Starting winter quarter, SPSCC will offer a new course: LIB 101, Introduction to Research. It is a one-credit, online class on research techniques, providing students with “librarians’ ‘tricks of the trade,’” said Sarah Kaip, faculty librarian and instructor of the course.
Coursework will include advanced search strategies, deciphering credible information and how to cite sources.
Kaip often teaches one-time, 50-minute research lessons to classes upon the request of the professor. So, the course was developed in response to students’ growing need for research skills.
“A lot of students simply don’t know where the good information is or how to get it. The information is almost always out there; students just need the skills to dig it up,” said Kaip.
For example, there is a research paper contest in the spring for students who received an “A” on their paper, judged solely on the bibliographies. Kaip said even good students “choose flimsy sources” and improperly format their bibliographies.
The coursework for Introduction to Research could sometimes connect with work from other classes, said Kaip. If a student is working on a paper for a different class, they would potentially be able to also use that paper to complete work for the research course.
The course is especially recommended for students planning to transfer to a four-year school where the databases and library resources are significantly more complex than those at SPSCC, said Kaip.
Kaip said she has encountered a lot of interest among students while promoting the course.

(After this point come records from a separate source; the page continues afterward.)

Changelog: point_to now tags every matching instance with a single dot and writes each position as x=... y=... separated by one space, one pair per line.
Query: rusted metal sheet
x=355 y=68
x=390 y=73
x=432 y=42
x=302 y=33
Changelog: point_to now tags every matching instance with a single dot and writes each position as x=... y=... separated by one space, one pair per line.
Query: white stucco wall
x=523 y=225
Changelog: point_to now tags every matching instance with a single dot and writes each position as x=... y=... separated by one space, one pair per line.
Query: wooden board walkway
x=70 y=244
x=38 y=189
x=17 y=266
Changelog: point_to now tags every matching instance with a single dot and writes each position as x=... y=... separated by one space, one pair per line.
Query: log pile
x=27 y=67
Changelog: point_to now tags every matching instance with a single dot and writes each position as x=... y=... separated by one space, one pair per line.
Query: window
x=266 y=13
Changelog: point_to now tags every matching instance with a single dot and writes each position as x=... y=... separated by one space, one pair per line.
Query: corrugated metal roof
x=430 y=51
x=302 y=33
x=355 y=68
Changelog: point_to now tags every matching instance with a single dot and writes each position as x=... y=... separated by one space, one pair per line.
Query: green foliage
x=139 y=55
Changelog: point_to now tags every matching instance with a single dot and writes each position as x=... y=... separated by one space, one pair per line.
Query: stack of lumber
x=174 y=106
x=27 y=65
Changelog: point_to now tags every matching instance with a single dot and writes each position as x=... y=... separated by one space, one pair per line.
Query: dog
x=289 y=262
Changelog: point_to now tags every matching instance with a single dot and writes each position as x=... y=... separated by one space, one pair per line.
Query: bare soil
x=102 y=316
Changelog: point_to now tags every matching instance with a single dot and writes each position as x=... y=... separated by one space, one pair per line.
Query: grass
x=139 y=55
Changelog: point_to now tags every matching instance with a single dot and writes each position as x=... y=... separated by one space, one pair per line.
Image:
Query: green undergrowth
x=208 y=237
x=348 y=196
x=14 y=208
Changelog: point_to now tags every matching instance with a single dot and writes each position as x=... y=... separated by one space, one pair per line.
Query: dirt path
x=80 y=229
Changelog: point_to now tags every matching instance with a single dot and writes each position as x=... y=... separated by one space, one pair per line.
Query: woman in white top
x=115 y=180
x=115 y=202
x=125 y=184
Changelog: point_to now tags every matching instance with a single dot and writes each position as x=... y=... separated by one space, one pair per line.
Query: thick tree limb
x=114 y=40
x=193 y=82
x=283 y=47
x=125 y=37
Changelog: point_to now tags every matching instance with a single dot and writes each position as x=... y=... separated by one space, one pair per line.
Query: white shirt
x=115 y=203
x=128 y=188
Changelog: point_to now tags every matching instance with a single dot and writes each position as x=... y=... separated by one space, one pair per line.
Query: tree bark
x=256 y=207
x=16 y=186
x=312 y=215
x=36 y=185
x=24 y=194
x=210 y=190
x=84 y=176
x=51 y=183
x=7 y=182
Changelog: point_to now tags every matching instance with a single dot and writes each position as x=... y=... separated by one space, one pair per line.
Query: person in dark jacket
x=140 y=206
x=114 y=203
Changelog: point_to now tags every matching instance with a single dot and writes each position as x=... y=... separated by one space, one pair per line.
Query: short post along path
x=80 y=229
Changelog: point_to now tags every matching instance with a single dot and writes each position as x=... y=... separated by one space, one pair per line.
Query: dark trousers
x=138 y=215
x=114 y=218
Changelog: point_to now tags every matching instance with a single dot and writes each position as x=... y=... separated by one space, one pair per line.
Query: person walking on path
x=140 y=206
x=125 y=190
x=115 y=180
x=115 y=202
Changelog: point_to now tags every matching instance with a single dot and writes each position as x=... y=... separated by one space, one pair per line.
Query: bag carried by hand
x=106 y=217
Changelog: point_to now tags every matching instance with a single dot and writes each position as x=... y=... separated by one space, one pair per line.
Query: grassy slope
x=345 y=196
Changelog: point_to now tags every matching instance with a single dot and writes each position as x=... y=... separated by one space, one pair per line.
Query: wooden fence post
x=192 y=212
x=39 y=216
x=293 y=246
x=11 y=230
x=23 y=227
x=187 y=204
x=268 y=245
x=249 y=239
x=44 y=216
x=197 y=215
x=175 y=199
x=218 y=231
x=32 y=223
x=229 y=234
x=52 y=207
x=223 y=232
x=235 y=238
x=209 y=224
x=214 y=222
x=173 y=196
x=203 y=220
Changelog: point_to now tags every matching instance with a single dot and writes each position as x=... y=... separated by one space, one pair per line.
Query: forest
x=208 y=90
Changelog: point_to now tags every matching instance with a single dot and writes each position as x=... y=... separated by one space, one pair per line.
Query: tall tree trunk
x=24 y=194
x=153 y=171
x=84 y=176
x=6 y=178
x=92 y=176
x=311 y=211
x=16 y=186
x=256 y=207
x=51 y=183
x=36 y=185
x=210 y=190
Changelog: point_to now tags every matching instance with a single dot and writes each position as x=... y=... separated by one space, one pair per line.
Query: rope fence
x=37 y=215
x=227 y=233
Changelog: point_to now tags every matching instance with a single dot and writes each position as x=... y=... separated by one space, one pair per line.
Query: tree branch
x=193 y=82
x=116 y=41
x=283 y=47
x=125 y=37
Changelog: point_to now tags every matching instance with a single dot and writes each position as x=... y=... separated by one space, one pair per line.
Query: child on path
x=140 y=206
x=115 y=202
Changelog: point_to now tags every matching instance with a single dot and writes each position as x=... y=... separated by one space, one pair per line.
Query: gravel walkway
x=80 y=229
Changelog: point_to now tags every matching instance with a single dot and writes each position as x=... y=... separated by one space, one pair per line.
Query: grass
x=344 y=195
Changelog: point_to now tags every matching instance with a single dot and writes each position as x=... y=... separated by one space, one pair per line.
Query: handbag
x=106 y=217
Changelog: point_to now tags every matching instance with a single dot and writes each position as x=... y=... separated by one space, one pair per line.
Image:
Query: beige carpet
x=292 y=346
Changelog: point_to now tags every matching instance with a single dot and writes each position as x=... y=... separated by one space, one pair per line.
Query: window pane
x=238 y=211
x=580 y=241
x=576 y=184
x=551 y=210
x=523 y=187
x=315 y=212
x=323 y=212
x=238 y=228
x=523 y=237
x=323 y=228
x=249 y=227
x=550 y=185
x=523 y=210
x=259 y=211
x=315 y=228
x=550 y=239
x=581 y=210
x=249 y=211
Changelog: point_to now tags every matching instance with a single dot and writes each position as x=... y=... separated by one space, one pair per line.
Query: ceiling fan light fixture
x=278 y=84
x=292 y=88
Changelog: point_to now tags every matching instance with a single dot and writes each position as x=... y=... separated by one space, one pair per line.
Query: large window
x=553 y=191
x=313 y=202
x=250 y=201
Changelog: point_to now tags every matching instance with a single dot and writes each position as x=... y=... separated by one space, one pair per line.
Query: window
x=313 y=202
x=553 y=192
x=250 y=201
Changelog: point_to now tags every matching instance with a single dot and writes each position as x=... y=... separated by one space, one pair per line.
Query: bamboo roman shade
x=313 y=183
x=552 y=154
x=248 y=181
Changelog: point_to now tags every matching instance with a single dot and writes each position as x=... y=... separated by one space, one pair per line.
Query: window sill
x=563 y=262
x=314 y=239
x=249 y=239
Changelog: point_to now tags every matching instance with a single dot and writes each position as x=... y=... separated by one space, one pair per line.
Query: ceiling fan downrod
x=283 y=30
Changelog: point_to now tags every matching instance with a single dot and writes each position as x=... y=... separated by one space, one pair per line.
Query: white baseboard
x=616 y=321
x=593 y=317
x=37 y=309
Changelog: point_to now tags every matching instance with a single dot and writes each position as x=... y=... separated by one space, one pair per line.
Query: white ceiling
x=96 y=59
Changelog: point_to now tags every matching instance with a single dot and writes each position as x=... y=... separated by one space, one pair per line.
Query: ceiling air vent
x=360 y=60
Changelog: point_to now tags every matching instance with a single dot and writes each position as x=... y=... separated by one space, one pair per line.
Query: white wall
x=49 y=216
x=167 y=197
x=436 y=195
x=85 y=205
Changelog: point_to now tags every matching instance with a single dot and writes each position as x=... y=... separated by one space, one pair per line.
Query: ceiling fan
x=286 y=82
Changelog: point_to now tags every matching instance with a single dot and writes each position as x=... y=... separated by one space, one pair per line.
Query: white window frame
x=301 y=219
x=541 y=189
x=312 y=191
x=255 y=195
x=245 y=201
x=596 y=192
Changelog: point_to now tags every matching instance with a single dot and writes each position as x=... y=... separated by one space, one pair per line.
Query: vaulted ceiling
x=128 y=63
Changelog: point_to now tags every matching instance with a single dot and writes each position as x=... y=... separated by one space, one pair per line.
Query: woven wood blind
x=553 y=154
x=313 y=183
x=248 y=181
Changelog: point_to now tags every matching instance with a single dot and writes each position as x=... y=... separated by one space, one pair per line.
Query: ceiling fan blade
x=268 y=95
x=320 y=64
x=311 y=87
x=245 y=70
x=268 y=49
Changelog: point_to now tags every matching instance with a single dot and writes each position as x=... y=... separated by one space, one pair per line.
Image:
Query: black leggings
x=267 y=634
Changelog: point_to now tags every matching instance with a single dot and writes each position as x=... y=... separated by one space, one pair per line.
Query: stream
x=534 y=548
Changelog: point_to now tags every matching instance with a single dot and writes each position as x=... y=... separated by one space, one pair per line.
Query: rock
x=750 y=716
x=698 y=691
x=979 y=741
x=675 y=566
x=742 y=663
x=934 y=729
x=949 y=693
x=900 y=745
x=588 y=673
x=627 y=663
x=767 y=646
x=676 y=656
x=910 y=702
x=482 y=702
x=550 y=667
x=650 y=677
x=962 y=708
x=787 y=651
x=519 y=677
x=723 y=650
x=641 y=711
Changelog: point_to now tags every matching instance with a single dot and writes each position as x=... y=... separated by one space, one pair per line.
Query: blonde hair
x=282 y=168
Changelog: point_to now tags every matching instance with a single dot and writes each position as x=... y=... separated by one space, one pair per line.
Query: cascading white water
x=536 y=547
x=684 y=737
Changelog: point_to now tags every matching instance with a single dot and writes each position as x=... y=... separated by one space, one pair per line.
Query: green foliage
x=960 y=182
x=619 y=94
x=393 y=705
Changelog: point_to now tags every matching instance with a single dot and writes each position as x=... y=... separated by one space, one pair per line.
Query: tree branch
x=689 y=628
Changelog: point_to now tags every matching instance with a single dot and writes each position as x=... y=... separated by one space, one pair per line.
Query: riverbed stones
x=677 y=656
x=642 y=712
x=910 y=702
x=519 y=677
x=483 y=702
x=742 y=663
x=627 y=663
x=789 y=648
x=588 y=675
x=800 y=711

Many students have expressed the wish that a comparable course would have been offered when they first started taking classes at SPSCC, said Kaip.
Additional sections of the course may be added in the future in response to overall student interest.
Kaip will measure the immediate success of the course through the response of other professors and whether or not they are happy with the new sources students use.
“Ultimately, we hope to make a more robust information literacy program at SPSCC that would reach all students,” said Kaip.